Engagement Is Allowed. Action Requires an Agenda.

In recent meetings in El Cerrito, we’ve heard councilmembers suggest that they do not respond to residents during public comment because of the Brown Act.
Let’s clarify what the law actually says.
The Ralph M. Brown Act (Gov. Code § 54950 et seq.) is California’s open meeting law for local government. Enacted in 1953, it ensures transparency, accountability, and meaningful public participation in local government.
It is not a gag order.
What the Brown Act Requires:
• 72-hour advance notice for regular meetings
• Clear agendas describing items for discussion
• Open meetings accessible to the public
• Opportunities for public comment
• Strict limits on closed sessions
• Prohibition of serial meetings outside a noticed public meeting
Its core principle is simple:
The public’s business must be conducted in public.
Engagement vs. Action — The Key Distinction
Here is where confusion often occurs.
The Council can engage during public comment. Members may:
• Briefly respond
• Ask clarifying questions
• Provide factual information
• Direct staff to follow up
• Request that an item be placed on a future agenda
What the Council cannot do is:
• Deliberate on an item that is not on the agenda
• Take action on an issue raised during public comment if it has not been properly noticed
If a resident raises a new issue during public comment, the Council cannot suddenly vote on it.
To take action, the item must be:
1. Properly agendized
2. Posted at least 72 hours in advance
3. Clearly described so the public knows action may occur
That is the safeguard.
It prevents surprise decision-making.
It does not prohibit conversation.
Silence Is a Choice, Not a Legal Mandate
There is a difference between not taking action and not acknowledging the public at all.
The Brown Act restricts action without notice.
It does not require officials to remain silent.
Government Code § 54954.3 expressly allows brief responses and clarifications during public comment, so long as members do not engage in substantive deliberation.
Choosing not to respond may be a governance style.
But it should not be described as a legal obligation.
Why This Matters in El Cerrito
El Cerrito is a small city of approximately 25,000 residents. People show up. They read staff reports. They ask informed questions about budgets, taxes, development, reserves, and long-term fiscal sustainability.
When residents receive no acknowledgment — and are told “the Brown Act prevents us from responding” — it creates unnecessary confusion.

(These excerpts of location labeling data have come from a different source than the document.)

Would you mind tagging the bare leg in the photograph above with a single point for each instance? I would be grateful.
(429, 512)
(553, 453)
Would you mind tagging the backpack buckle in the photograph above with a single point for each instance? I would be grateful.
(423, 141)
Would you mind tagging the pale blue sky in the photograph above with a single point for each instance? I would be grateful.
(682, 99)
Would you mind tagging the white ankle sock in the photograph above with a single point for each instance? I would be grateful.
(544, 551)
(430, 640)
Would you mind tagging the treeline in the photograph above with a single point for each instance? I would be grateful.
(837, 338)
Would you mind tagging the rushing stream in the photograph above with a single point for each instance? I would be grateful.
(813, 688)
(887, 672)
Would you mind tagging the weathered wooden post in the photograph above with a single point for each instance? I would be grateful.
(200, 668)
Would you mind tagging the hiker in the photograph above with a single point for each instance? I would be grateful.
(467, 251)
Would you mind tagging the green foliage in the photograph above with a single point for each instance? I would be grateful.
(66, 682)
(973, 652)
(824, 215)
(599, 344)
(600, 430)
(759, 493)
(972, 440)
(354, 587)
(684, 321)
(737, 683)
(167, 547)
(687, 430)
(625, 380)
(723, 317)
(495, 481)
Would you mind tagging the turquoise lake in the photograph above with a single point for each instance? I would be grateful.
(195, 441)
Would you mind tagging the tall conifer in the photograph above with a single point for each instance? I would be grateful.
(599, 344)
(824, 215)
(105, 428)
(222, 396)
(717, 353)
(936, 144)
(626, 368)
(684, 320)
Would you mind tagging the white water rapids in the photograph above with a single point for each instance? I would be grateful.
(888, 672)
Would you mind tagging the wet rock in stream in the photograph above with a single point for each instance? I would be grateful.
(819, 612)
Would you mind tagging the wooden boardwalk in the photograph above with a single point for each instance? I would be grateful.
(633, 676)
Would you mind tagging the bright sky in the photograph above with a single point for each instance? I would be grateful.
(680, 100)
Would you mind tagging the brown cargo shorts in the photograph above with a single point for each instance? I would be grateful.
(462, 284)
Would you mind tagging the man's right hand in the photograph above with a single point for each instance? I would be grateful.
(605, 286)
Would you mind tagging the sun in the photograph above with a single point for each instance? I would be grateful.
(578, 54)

City leaders often express concern about declining public trust. They wonder why residents feel skeptical, disengaged, or doubtful about decision-making processes.
This is one of the reasons.
When legal requirements are overstated, when engagement is withheld unnecessarily, and when silence is framed as compliance rather than choice, it erodes confidence.
The Brown Act was designed to increase transparency and public participation.
If trust is the goal, clarity about the law — and a willingness to engage within it — would be a meaningful place to start.